Knowledgebase
White Pine Blister Rust #841018
Asked July 17, 2023, 9:52 AM EDT
Leelanau County Michigan
Expert Response
Thanks,
Sent from my iPhone
On Jul 17, 2023, at 11:03 AM, Ask Extension <<personal data hidden>> wrote:
Thanks,
Here are the photos
#1 - how do I know that is what our trees have?
There are many possible causes for branches dying, from environmental stress to insects and diseases. You will want to carefully examine the transition areas between living and dead needles on branches, looking for signs of insects or cankers. A good explanation of what to look for in the case of blister rust is available here: https://www.canr.msu.edu/news/white_pine_blister_rust_damage_showing_up
#2 - Are there any cures or treatments to stop it from spreading?

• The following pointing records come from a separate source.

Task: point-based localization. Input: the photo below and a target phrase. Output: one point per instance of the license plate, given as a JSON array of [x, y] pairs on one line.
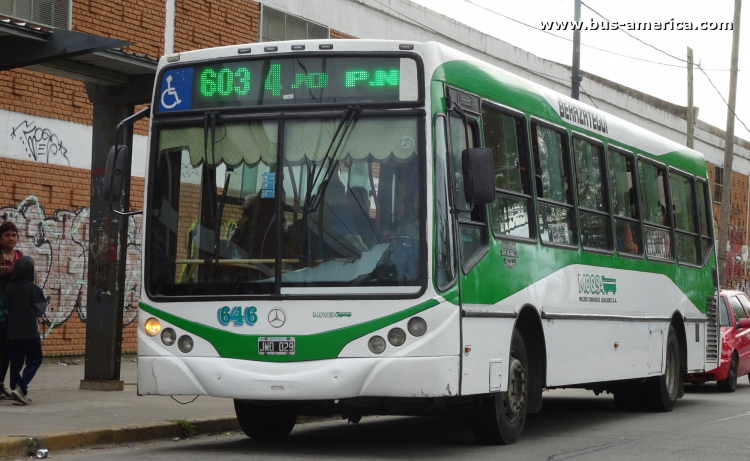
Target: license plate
[[276, 346]]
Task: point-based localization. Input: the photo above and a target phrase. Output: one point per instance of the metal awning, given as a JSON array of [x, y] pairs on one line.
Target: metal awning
[[74, 55]]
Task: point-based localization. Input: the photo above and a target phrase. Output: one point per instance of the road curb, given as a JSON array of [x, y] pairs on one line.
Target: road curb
[[59, 441]]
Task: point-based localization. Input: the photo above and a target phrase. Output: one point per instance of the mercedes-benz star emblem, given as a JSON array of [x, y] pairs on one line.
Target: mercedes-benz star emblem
[[276, 318]]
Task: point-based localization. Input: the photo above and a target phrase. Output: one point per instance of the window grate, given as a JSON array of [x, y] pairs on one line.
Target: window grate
[[712, 331], [50, 13], [277, 26], [718, 183]]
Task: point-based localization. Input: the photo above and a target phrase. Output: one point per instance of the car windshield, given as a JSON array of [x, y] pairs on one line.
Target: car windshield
[[339, 208]]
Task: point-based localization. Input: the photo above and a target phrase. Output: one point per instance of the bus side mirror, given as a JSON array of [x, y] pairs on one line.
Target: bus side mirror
[[114, 174], [478, 171]]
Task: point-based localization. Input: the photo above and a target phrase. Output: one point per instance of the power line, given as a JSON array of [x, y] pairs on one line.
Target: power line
[[722, 98], [569, 40], [633, 36], [698, 65]]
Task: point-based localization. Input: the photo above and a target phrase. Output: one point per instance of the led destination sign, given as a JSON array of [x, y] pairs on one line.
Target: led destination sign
[[290, 81]]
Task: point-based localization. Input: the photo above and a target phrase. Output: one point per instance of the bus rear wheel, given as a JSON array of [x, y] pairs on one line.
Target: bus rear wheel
[[500, 418], [662, 391], [265, 422]]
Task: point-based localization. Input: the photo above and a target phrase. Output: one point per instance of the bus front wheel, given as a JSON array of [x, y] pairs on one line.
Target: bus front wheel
[[265, 422], [500, 418]]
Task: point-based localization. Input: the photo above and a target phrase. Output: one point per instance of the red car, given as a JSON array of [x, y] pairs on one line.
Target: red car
[[734, 313]]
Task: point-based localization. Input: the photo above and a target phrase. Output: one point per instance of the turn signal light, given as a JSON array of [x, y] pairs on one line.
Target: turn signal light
[[185, 344], [168, 336], [417, 326], [396, 337], [376, 345], [152, 327]]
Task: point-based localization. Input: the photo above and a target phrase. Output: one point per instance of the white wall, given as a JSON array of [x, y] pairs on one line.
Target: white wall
[[386, 19]]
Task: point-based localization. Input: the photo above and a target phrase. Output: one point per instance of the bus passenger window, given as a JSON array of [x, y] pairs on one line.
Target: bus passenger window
[[704, 211], [458, 144], [739, 311], [622, 190], [511, 213], [594, 210], [654, 205], [556, 214], [445, 271], [688, 239], [724, 314]]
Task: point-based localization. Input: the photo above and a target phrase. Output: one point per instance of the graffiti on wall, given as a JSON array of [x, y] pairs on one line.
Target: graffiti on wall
[[59, 246], [737, 260], [41, 144]]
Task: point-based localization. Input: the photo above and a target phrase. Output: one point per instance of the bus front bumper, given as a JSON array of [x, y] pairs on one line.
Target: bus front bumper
[[339, 378]]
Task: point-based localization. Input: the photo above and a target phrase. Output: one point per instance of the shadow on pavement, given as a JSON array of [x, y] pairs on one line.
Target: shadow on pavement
[[401, 437]]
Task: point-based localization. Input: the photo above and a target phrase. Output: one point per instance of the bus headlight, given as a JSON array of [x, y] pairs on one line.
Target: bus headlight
[[417, 326], [396, 337], [376, 345], [168, 336], [185, 344], [152, 326]]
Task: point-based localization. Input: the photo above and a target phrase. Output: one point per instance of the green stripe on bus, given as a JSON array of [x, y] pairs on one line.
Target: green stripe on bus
[[317, 346]]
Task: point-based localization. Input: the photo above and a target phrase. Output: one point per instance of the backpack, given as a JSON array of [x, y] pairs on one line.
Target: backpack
[[3, 310]]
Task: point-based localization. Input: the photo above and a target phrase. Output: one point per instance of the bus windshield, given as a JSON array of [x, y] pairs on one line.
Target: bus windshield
[[328, 208]]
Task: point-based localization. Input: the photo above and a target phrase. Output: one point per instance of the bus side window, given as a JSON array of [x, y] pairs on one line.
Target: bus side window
[[685, 220], [445, 267], [739, 312], [623, 192], [592, 203], [654, 204], [511, 214], [472, 230], [724, 314], [552, 175], [704, 211]]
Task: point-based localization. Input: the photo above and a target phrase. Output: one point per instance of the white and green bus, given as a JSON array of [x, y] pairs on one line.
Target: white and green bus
[[360, 227]]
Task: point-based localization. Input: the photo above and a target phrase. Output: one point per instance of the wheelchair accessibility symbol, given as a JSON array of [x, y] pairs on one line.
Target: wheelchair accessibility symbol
[[170, 92], [176, 88]]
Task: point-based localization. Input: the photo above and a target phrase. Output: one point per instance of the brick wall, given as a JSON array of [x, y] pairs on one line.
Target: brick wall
[[50, 206], [34, 93], [204, 24], [738, 271], [50, 202]]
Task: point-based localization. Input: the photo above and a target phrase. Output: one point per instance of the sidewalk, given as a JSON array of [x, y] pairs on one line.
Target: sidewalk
[[60, 406]]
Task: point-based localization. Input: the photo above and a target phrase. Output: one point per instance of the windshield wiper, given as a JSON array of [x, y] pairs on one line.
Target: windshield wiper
[[209, 120], [312, 203]]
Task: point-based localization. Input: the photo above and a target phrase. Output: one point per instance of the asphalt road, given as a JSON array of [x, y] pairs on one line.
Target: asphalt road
[[573, 424]]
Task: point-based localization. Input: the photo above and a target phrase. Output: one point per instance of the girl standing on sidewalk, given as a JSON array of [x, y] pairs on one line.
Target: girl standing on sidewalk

For white pine blister rust (which I'm not at all convinced you have), removal of infected branches and elimination of ribes (alternate host) is pretty much the most you can do. The use of fungicides on smaller trees can help, but it requires a regular spray program, and is not practical for larger trees. It is also nearly impossible to spray the entire tree, including all needle and branch surfaces. There are a few trunk-injectable products, but they do not perform as well as the spray products. Although most infections occur within the lower third of the canopy, the entire tree has to be sprayed, or the infection will likely jump higher in the tree. The sprays would also need to be repeated a minimum of four times per year, indefinitely. If the trunk becomes infected, there is no cure for your tree. Fungicides cannot cure any infection; they can only prevent the spread. This is true even of systemic fungicides. The infection will eventually spread around the entire trunk, and everything above the canker will die.
#3 Any evidence that a root nutrient program would help prevent this disease?
No. You could apply a low dose of nitrogen fertilizer (1 lb N / 1000 sq ft) to give the trees a bit of a boost, but I would not recommend a deep feed or other extensive program. These trees are adapted to nutrient poor sites. If you apply nitrogen, slow release is preferred. Organic sources should be applied in late winter, but inorganic sources should be applied in late spring after the first flush of growth.